Finder’s Gulch is a bit too remote to be anyone’s top priority, and the wights in the mountains are just one threat of many. This is in part because Ilcayna Alonnor can keep some eyes on politics, and notice when one of her hunting grounds is overly strained, and lay off, rotating to prey on a different country. Barons and minor adventurers might ride out against her, but they are easily defeated, and she never has to deal with the full force of Logas, or Cettigne, or Senara.
But the Queen of Isger is now also the Queen of Cheliax, and there are whispers that she might soon be the Queen of Molthune. Ilcayna might no longer be able to lay low, as all her hunting grounds will now cry out to the same protector. When the living visitor arrives with the unholy symbol of Urgathoa, she stills the hunger of her wights and hears him out.
Wights are precious to her, and useful to him; she is trapped in the mountains, both geographically and socially. The humans all around her know of her army, and stay far away, but he could seed her army throughout Cheliax, where the humans do not know to hide. He tells her of the day when all the Chelish nobles will be in Westcrown, unable to respond to a sudden surge. He paints a picture of how they can infect whole villages, and then send the newly created wights in all directions, infecting new villages in turn, and leaving behind some in bogs and woods, ready to ambush travelers on the roads or be discovered by wanderers in the future.

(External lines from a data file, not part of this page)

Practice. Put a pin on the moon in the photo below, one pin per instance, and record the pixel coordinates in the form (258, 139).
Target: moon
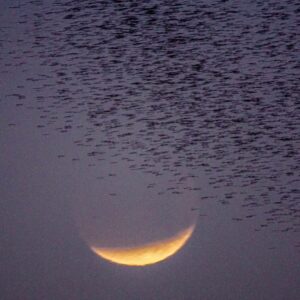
(146, 254)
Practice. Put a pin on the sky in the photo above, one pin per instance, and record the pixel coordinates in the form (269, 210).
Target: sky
(125, 122)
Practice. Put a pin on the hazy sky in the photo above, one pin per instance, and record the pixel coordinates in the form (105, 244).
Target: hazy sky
(119, 117)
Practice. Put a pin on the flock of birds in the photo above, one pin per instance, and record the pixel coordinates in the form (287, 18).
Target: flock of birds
(183, 89)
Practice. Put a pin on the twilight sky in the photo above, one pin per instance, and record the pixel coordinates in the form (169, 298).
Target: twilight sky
(119, 118)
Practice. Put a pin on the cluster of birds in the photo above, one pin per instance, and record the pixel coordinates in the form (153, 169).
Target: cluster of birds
(185, 89)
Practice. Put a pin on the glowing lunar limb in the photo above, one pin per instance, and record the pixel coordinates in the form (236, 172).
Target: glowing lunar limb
(146, 254)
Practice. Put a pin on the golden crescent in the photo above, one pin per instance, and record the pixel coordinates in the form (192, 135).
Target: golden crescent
(146, 254)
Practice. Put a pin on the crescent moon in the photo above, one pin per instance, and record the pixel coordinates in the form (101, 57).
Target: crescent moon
(146, 254)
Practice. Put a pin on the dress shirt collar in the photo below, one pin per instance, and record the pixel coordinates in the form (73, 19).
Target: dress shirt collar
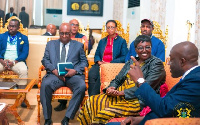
(187, 72)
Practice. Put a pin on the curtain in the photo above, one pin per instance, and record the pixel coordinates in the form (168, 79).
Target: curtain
(3, 5)
(18, 4)
(158, 12)
(55, 4)
(197, 24)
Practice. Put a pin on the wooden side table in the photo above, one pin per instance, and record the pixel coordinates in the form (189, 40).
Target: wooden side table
(3, 118)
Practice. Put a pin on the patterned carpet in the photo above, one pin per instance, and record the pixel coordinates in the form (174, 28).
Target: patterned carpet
(29, 116)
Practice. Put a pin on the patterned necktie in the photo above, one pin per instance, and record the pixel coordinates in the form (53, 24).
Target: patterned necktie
(63, 54)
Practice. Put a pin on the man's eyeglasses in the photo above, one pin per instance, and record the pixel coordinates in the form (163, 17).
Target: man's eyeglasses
(74, 24)
(110, 27)
(64, 33)
(141, 48)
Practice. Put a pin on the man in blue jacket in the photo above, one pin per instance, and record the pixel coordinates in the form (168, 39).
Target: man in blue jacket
(158, 48)
(14, 48)
(181, 100)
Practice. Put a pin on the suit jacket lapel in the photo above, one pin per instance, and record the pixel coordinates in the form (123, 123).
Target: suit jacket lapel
(71, 46)
(57, 48)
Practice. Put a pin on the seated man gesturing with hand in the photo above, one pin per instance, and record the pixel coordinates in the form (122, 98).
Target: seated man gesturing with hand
(119, 99)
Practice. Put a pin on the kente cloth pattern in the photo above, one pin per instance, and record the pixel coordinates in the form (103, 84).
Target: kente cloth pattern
(101, 108)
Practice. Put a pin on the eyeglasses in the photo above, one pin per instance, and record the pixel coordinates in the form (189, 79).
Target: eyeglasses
(110, 27)
(13, 26)
(64, 33)
(74, 24)
(141, 48)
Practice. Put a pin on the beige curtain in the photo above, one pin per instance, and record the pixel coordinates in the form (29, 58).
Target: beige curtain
(3, 5)
(158, 12)
(56, 4)
(118, 10)
(197, 24)
(17, 4)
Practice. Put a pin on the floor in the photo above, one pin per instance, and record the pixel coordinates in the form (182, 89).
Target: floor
(29, 116)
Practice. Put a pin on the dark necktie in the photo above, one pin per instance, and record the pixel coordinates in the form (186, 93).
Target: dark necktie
(63, 54)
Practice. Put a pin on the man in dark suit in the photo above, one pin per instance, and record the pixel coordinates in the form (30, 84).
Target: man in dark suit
(2, 15)
(50, 30)
(183, 97)
(74, 79)
(74, 34)
(8, 15)
(24, 17)
(14, 50)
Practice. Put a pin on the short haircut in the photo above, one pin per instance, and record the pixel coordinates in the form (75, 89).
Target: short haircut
(18, 23)
(111, 21)
(142, 38)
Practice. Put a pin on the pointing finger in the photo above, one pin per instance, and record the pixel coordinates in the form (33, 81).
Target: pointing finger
(134, 60)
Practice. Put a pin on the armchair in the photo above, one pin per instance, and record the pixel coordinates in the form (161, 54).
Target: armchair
(104, 33)
(64, 92)
(108, 73)
(120, 31)
(6, 73)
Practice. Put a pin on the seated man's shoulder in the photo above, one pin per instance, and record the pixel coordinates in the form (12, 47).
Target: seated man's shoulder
(155, 39)
(156, 60)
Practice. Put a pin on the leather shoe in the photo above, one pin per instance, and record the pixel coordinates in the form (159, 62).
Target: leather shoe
(48, 122)
(60, 107)
(65, 121)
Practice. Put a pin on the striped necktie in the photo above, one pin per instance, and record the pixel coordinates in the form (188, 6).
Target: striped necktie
(63, 54)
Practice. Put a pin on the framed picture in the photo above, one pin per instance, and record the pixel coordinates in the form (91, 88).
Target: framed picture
(85, 7)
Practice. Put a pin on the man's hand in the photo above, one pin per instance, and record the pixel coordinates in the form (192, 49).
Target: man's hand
(132, 120)
(101, 62)
(70, 73)
(3, 62)
(9, 64)
(112, 92)
(55, 72)
(135, 72)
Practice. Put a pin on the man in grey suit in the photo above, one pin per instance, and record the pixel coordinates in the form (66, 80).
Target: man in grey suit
(24, 17)
(74, 79)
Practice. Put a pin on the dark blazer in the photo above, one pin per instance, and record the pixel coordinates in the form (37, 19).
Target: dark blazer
(185, 94)
(8, 16)
(119, 50)
(153, 72)
(24, 17)
(76, 56)
(46, 34)
(22, 46)
(2, 15)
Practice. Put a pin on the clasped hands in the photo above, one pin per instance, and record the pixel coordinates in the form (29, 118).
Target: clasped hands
(70, 73)
(135, 71)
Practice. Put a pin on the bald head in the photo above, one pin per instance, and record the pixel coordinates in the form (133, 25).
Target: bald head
(74, 26)
(65, 33)
(183, 56)
(51, 29)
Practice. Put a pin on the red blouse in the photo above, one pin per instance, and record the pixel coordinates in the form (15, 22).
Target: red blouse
(108, 52)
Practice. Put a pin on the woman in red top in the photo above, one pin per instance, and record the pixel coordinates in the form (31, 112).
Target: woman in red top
(111, 49)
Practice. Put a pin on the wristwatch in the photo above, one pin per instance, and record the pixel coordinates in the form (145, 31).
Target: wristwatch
(140, 81)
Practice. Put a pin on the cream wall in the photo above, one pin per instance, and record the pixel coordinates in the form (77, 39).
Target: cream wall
(177, 12)
(95, 22)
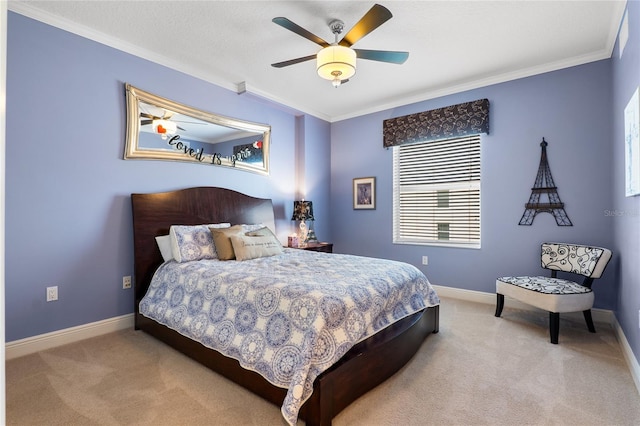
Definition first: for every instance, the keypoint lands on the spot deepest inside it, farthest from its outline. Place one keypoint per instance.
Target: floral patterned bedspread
(288, 317)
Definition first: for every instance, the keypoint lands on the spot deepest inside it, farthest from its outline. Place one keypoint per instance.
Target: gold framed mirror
(161, 129)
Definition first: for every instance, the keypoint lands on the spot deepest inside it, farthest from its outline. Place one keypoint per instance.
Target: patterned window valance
(468, 118)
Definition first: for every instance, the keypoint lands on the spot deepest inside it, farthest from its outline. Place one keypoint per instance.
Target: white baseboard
(18, 348)
(599, 315)
(30, 345)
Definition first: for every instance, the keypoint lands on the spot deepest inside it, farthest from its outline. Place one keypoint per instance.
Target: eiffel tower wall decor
(545, 187)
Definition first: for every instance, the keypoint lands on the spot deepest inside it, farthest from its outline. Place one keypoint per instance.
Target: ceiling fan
(337, 61)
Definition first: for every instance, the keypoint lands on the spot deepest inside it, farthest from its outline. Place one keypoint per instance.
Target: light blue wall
(569, 108)
(626, 222)
(68, 211)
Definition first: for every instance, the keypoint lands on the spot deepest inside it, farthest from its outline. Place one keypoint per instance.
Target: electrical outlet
(52, 293)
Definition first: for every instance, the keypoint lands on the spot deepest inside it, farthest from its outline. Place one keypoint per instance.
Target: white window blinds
(436, 189)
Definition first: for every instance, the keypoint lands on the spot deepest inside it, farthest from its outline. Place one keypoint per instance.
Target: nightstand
(323, 247)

They will have to be careful, and wait until Convention Day. But they have months to prepare, and he can Teleport; they slowly move her army in place, and grow it when they can. She’s not willing to go along with the boldest of his plans, which involve deliberate sacrifice of some wights, but is convinced to go along with a subtler one. (He is used to working around religious objections to efficiency.)
Zoreena Neska is a distant relation of the count of Barstoi; a thief who has been a vampire for a little over a century. It is not particularly daring to steal wands and shells of Sending from Chelish military forts, or make a perhaps reckless number of spawn along the way, but not particularly daring is her speed, and she never felt particularly maternal.
Bertran scans the thoughts of the captured guards. “This one,” he says confidently, and Zoreena begins to drain him. A loyal vampire might just hide and trust that service to the new regime would buy them accommodation; an ambitious vampire will set their eyes on becoming the baron, or the count, or perhaps climbing higher still. They’ll bury him, and leave him with a vial of Zoreena’s blood; he can drink that to become a full vampire, and then turn the remaining guards, locked in the fort’s jail, into spawn of his own. Bertran guesses it will be two days before the villagers make it to the fort, begging for help with the wights; plenty of time for him to get settled.
He collects the reports and mail he can find, and then the two of them Teleport away, and he begins planning their next strike while she retreats to her coffin.